Strengthening the law on civil behaviour a fine idea
Proposal to increase penalties to 50,000 yuan on unruly airline passengers deserve support, but the law must be enforced in a fair manner
Good manners can mean putting up with someone else’s bad manners, but not when air safety may be involved. Mainlanders can make this exception clear in a consultation about proposed tough new penalties for unruly behaviour on planes or at airports. The Civil Aviation Administration is seeking public opinion on its website on a revision of the law providing for fines of up to 50,000 yuan (HK$58,200) for more than 10 types of misbehaviour.
That is a steep increase on current fines of a few hundred yuan. But it is justified by safety concerns prompted by undisciplined behaviour among the hundreds of millions of mainlanders now taking flights each year.
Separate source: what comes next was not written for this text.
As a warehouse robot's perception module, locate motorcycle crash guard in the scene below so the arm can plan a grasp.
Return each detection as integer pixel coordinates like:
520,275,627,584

The targeted behaviour includes barging onto aircraft, occupying seats and luggage compartments by force, blocking service counters or security check passages, and defiance of directions from flight and cabin crew.
Such incidents amount to reckless disregard for the comfort and safety of fellow passengers. Frequent cancellations and delays are adding to the problem, with travellers lashing out at frontline staff to vent their frustration.
The government has tried to avoid the need for such harsh measures by resorting to public education on acceptable behaviour, but it has failed to stem reports of misconduct that tarnish China’s image. We only get to see or hear about the more sensational or outrageous incidents. Conflict and anger among passengers are everyday occurrences, and not confined to China.
A public hearing held not long ago by an advisory group set up by the US Department of Transportation discounted rising uncivility as the cause, with experts citing pressures arising from more people travelling in seemingly shrinking inflight space and services being pared.
It may not seem so surprising therefore that ill-humoured passengers are clashing over such things as reclining seats, elbow room and storage space.
However, industry analysts maintain that the important factor for most travellers remains price and that creature comforts are a trade-off. Nevertheless, there needs to be a balance. Perhaps it’s time for an industry-wide rethink.
Assuming the tougher penalties become law, implementation has to be fair and within the spirit of the rule of law. Only then will they serve the ultimate purpose of encouraging respectful, civil behaviour and enhancing air safety.